En esta situación, las personas desarrollan una especie de síndrome de Estocolmo, en donde terminan abrazando, e incluso justificando y defendiendo, a sus propios secuestradores. La ignorancia en materia política, la apatía y el aburrimiento, el hastío y la falta de objetivos propios, la absoluta amputación mental que produce el consenso político, la renuncia expresa a realizar proyectos de carácter innovador (porque son sistemáticamente aplastados por el aparato del Estado y sus empresas simbiontes del IBEX35), llevan al resultado que observamos y que acompaña a la descomposición inevitable de un régimen únicamente sostenible gracias a la desbordante corrupción. Graves deficiencias, de carácter identitario, y que al tratar de resolverse sin transgredir los límites marcados por el consenso socialdemócrata, no encuentran solución. Cuestiones de vital importancia para el desarrollo sano de cualquier sociedad, como son la libre asunción de los aspectos culturales y morales, la conciencia identitaria que permite la individualización en la comunidad humana determinada por la historia y que llamamos España, son anuladas y sometidas al consenso de un grupo de personas que monopolizan el poder político y que tratando desesperadamente de perpetuarse, destruyen la propia base que permite su existencia. No entraré ahora en detalles, y tampoco es necesario en este artículo, acerca del absoluto destrozo cultural que ha supuesto la estatalización de la sociedad, o en explicar los entresijos aberrantes de la creación, en 1977, de un Ministerio de Cultura que permite dominar a las masas a través de la imposición artificial de costumbres y disvalores, pero basta señalar esta causa, entre otras, para que cualquier lector, medianamente inteligente, saque sus propias conclusiones.

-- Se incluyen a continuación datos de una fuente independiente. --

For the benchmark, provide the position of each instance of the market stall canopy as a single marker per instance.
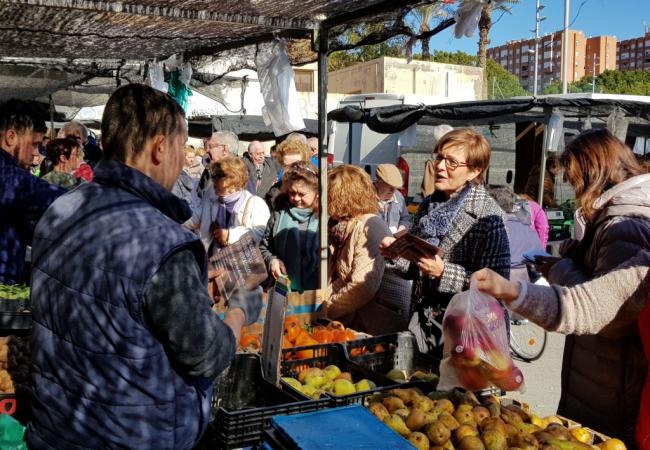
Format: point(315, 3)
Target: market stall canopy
point(48, 46)
point(394, 119)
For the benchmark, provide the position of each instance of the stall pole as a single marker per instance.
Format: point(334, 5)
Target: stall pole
point(322, 152)
point(542, 168)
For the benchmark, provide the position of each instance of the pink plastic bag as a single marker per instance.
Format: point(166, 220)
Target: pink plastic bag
point(476, 352)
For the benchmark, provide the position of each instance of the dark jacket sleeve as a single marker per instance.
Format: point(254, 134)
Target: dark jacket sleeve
point(178, 310)
point(266, 245)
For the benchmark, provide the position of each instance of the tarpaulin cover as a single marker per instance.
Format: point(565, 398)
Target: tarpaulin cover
point(394, 119)
point(351, 427)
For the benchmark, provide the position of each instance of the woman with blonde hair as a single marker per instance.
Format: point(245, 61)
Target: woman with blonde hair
point(288, 152)
point(605, 372)
point(224, 218)
point(356, 266)
point(464, 221)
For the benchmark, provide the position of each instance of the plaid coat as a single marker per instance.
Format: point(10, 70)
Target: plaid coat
point(477, 239)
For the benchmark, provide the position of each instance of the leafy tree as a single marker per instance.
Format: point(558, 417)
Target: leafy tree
point(610, 82)
point(485, 24)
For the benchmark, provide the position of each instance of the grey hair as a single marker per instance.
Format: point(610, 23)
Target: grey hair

Por lo tanto, y según lo expuesto hasta ahora en este somero análisis, es sencillo extraer las conclusiones, que dejo como materia para la reflexión de los lectores, que se derivan de todos estos hechos. La unidad de poder que domina el Estado y que, como consecuencia, domeña a la sociedad civil, el consenso político entre un grupo de jefes de partidos a los que los súbditos españoles no pueden deponer ni elegir, además de condicionar de forma aberrante la vida de millones de personas en España, impide el propio desarrollo intelectual que, aquellos que presumen de ejercitarlo como si fuese la profesión de los pedantes, pretenden exhibir de forma recreativa en las publicaciones divulgativas de las universidades, y en los medios de comunicación. Todos ellos saben bien, de una forma u otra, sea consciente o inconsciente, que si abandonan los límites del consenso y no acatan el dictado de lo políticamente correcto, serán condenados al destierro intelectual y a la pérdida consecuente de su fama y estatus social.

En España, decir la verdad, es algo que está literalmente prohibido y el emperador está desnudo, todo el mundo lo ve y nadie lo dice.